Yapılan bütün kamuoyu yoklamalarında Tayyip Erdoğan’ın kişisel oyu genel başkanı olduğu AK Parti’nin hayli önünde görünüyor. AK Parti’nin tahmin edilebilecek sebeplerle düşmekte olan oylarının beklendiği kadar aşağıya düşmemesinin sebebi de Tayyip Erdoğan…
Tayyip Erdoğan’ın aday olamadığı bir seçimde AK Parti sandıktan birinci parti olarak çıkamayabilir.
Kamuoyu yoklamalarının uyarısı bu.
[Tayyip Erdoğan’ın desteğini partisinden ileride gösteren aynı kamuoyu yoklamaları, onun aday olabilmesi durumunda seçilebilmesinin hayli zor -neredeyse imkansız- olduğuna da işaret ediyor.

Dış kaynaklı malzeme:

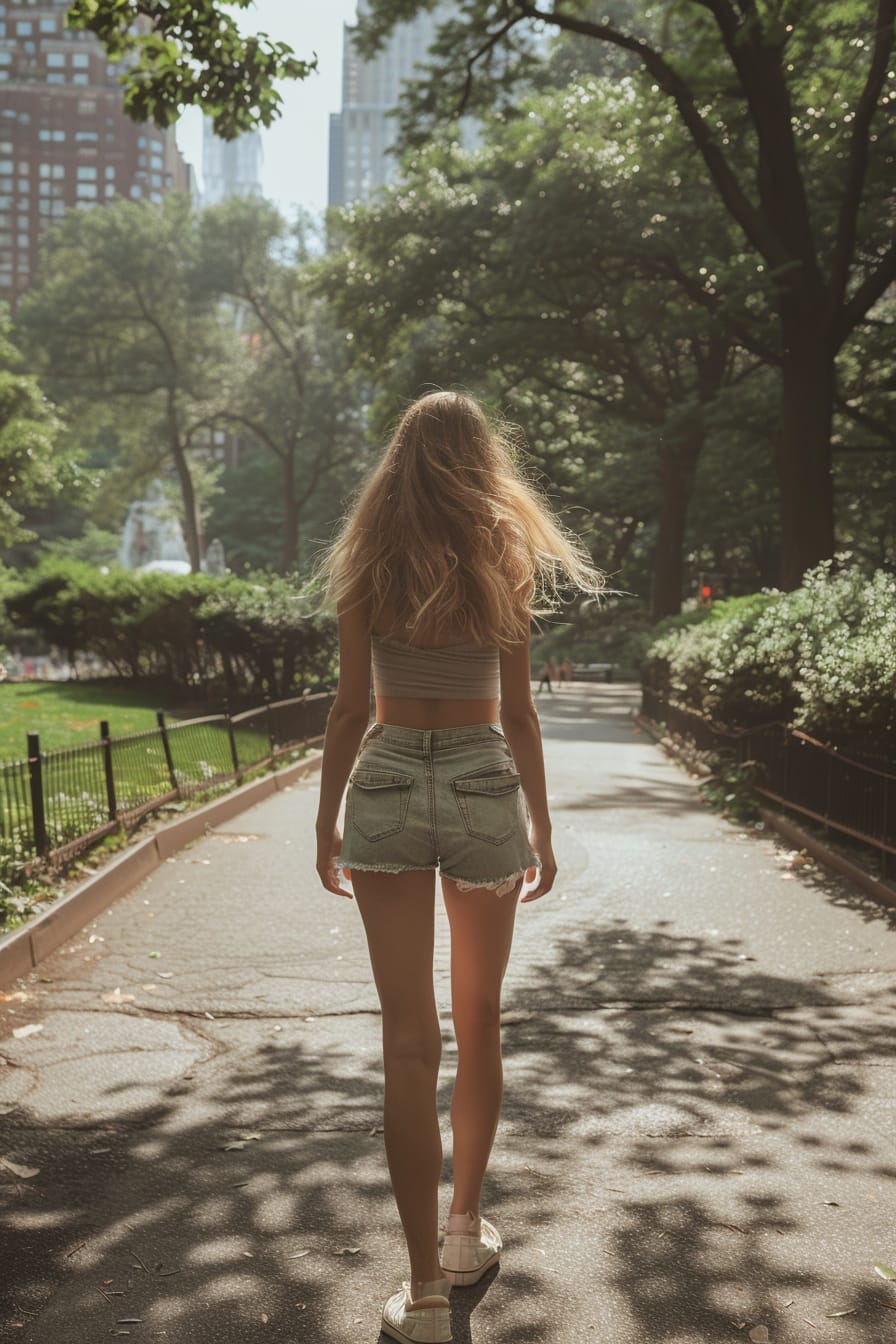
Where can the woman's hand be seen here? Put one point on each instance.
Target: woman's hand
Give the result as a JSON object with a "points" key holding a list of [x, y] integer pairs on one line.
{"points": [[544, 851], [328, 848]]}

AK Parti o durumda seçimden birinci parti olarak çıkabilir, fakat ‘yüzde 50+1 şartı’ yerine gelmediği için Tayyip Erdoğan cumhurbaşkanı seçilemeyebilir. Dikkat edildiyse, partisinin seçimden birinci çıkacağını iddia etmekte tereddüt yaşamayan Ali İhsan Yavuz da cumhurbaşkanı seçimiyle ilgili suskun kalmayı yeğlemiş görünüyor.]
Bazılarının ‘‘Tayyip Erdoğan aday olamaz’’ yolundaki görüşlere ‘‘O konuda kararı Yüksek Seçim Kurulu verecek, onlar da ‘Olur’ diyeceklerdir’’ itirazında bulunduklarını biliyorum elbette; ancak hukukçulardan oluşan bir kurulun üyelerinin anayasanın ilgili maddesi hiçbir tevile mahal bırakmayacak kadar açık iken, ‘‘Olur’’ görüşünü rahatça ifade edebileceklerini sanmıyorum.
Zorlanacaklardır.
Kuruldan aksine bir karar çıksa bile patlak verecek anayasal tartışmalar iktidarın aleyhine bir hava oluşturmaktan başka bir işe yaramaz.

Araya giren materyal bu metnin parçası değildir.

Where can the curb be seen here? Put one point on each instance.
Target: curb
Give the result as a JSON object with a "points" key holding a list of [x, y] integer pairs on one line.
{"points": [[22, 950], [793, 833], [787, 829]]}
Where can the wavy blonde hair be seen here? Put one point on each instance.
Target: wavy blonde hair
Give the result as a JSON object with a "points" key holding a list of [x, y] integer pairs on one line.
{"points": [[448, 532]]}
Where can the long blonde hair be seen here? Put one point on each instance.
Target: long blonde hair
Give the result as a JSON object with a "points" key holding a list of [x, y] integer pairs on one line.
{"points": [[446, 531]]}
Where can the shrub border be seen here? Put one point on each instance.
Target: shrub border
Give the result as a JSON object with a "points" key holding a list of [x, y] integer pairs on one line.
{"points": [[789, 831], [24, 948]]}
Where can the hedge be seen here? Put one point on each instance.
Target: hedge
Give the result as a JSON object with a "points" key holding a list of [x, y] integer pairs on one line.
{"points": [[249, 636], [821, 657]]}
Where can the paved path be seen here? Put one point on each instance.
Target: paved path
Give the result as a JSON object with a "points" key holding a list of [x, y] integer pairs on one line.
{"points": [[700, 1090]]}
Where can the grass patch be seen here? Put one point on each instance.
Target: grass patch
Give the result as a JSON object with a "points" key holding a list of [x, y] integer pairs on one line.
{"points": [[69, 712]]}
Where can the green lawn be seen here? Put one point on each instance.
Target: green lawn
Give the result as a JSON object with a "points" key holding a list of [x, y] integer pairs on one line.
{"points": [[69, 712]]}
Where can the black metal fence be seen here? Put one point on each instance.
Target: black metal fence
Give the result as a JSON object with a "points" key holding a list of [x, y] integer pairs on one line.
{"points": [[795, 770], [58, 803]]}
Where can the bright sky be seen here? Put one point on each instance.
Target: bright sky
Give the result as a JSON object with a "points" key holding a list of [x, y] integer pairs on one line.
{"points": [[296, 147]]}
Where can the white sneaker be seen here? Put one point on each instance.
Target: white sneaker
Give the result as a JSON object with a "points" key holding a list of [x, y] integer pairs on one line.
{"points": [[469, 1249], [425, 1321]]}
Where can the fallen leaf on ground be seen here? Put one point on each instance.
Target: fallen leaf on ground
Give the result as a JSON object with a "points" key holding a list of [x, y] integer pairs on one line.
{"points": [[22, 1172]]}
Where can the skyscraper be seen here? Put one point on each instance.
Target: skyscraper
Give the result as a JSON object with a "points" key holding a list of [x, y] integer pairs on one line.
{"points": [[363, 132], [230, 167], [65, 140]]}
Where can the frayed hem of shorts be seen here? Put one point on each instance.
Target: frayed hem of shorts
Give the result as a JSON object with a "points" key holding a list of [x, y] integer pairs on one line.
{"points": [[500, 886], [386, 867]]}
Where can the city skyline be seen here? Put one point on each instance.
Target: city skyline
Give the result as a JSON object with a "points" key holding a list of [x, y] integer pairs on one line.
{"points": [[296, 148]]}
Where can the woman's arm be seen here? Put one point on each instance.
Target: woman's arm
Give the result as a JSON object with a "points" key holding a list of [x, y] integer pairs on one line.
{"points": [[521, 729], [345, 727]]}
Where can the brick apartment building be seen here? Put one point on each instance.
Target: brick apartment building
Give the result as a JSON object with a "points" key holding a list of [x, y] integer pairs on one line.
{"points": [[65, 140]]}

Ali İhsan Yavuz’un takviyeli ‘vecizesi’ ile ifadesini bulan‘‘Hiçbir şey olmasa bile yine bir şey olacak ve AK Parti yine birinci olacak, CHP yine yerinde sayacak…” beklentisinin yerine gelebilmesinin asgari şartı, Tayyip Erdoğan’ın yeniden cumhurbaşkanlığı seçiminde aday olabilmesine, onun yerine gelebilmesi de iktidar cephesinin seçim tarihini erkene almasına bağlıdır.
Sözün kısası şu: Anayasa bir kişinin üçüncü kez aday olabilmesini TBMM’den çıkacak erken seçim kararına bağlıyor. Seçim tarihinin erkene alınmasına muhalefet de destek vereceği için, istenirse, Meclis’ten bu yönde bir karar kolayca çıkartılabilir.

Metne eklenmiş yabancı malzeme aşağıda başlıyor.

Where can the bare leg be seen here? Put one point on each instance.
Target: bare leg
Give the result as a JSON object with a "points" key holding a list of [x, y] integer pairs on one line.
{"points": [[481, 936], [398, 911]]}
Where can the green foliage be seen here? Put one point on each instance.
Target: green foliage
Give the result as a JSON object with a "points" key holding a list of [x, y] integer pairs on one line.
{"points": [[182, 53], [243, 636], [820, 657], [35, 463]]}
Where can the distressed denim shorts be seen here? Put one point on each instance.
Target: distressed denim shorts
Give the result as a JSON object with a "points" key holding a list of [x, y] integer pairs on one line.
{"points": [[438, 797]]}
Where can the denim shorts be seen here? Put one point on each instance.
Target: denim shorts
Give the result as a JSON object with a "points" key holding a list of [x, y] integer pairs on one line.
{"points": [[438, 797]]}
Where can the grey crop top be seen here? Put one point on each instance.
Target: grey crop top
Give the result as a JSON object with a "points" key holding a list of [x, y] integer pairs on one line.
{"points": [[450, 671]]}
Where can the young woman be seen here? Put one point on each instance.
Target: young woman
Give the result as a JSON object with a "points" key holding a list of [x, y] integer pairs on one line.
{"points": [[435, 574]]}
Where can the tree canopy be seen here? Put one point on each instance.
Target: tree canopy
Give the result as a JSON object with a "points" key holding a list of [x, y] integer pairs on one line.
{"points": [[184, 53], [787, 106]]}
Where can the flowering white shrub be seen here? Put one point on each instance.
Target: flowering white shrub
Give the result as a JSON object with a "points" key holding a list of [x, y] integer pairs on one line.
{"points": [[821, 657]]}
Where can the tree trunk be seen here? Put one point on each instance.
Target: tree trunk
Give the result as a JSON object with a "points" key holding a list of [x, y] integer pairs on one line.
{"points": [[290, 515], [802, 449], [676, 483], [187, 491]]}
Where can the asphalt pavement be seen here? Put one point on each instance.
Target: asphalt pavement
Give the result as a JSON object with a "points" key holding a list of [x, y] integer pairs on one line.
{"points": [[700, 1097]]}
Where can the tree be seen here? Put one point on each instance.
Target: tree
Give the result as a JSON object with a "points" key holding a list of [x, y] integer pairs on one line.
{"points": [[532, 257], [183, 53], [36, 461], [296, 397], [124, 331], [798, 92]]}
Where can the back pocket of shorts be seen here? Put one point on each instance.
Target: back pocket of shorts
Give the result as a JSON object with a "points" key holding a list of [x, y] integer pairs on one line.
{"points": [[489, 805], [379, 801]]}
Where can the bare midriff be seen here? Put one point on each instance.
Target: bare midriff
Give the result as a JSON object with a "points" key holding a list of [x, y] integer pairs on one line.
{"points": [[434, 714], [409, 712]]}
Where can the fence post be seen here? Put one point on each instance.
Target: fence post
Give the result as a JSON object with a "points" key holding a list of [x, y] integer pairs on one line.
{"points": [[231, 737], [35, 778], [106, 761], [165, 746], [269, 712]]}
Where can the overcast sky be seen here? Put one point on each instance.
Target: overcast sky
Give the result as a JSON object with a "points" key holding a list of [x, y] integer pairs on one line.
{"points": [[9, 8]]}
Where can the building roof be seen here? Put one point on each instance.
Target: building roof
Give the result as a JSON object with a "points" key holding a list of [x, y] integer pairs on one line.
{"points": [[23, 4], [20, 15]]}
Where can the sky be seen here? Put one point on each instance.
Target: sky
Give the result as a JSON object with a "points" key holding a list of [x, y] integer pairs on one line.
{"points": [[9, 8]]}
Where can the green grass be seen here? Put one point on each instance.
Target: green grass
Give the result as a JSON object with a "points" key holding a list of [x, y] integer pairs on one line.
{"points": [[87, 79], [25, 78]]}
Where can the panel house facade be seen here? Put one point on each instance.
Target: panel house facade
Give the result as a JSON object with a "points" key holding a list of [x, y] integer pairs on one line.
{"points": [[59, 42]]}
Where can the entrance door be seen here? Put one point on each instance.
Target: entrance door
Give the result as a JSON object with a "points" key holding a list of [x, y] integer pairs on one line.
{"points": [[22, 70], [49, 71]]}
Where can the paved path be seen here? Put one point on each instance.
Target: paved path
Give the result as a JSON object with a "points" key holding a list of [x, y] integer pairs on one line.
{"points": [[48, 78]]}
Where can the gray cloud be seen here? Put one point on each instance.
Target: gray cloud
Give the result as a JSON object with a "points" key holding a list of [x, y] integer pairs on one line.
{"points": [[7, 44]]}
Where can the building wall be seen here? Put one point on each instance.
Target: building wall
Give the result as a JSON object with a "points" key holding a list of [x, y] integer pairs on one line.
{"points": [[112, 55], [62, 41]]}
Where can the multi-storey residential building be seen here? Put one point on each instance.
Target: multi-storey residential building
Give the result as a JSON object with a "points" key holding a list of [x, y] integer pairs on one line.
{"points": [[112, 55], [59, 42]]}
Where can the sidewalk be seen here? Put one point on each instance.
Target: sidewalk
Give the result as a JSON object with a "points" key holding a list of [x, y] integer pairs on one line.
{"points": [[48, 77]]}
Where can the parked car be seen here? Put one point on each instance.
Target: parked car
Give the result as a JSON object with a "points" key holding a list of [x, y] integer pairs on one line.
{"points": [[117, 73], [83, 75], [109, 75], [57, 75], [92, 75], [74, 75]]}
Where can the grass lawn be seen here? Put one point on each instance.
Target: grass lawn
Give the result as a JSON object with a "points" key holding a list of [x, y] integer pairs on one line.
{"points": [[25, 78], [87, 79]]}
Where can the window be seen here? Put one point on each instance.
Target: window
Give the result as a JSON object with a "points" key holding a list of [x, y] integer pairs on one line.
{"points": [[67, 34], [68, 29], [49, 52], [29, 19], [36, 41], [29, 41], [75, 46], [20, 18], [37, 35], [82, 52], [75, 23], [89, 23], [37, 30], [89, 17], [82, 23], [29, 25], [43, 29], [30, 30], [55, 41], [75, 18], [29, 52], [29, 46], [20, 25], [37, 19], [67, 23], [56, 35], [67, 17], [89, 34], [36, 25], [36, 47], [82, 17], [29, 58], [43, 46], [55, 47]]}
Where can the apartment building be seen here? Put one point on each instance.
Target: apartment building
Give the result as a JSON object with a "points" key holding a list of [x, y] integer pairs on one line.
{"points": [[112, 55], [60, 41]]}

O durumda da bir başka sorun yaşanabilir: Anayasa Meclis genel kuruluna önümüzdeki hafta gelecek yasanın hükümlerinin ancak bir yıl sonra yapılabilecek bir seçimde kullanılabileceğini söylüyor.
Bugün süreç başlatılsa ve Meclis’ten erken seçim kararı acil olarak çıkartılsa bile, muhalefetin de desteği gerektiği ve muhalefet partilerinin ‘‘Evet’’ diyecekleri erken seçim tarihi mümkün olduğu kadar erken bir tarih olacağı için, yasayla sıkılaştırılmak istenen şartların ilk seçimde geçerlilik kazanması pek mümkün görünmüyor.
Peki bu durumda ne olacak?
Galiba AK Parti’nin, zamanında yapılması halinde, ilk seçime genel başkanını cumhurbaşkanı adayı olarak gösteremeyeceği bir ortamda gitmesi gerekecek.
Konu fark edileceği gibi hayli çetrefil.
AK Parti genel başkan yardımcısı sıfatıyla Ali İhsan Yavuz İstanbul seçiminin tekrarlanmasını sağlamada en belirgin rolü oynamış ve o yüzden ilk seçimde az bir oy farkıyla kaybetmiş AK Parti adayı tekrarlanan seçimde rakibinin 800 bin küsur oyla öne geçtiği gerçeğiyle yüz yüze kalmıştı.
Hem de Cumhurbaşkanı Tayyip Erdoğan, ikinci seçim öncesinde, ‘‘Ona değil bana oy vereceksiniz’’ iddiasıyla oy istediği halde…
Ali İhsan Yavuz’un aylar sonra yeniden ve seçimle ilgili bir konuda ortada görünmesini AK Parti için iyiye alamet sayabilir miyiz, doğrusu bilemiyorum.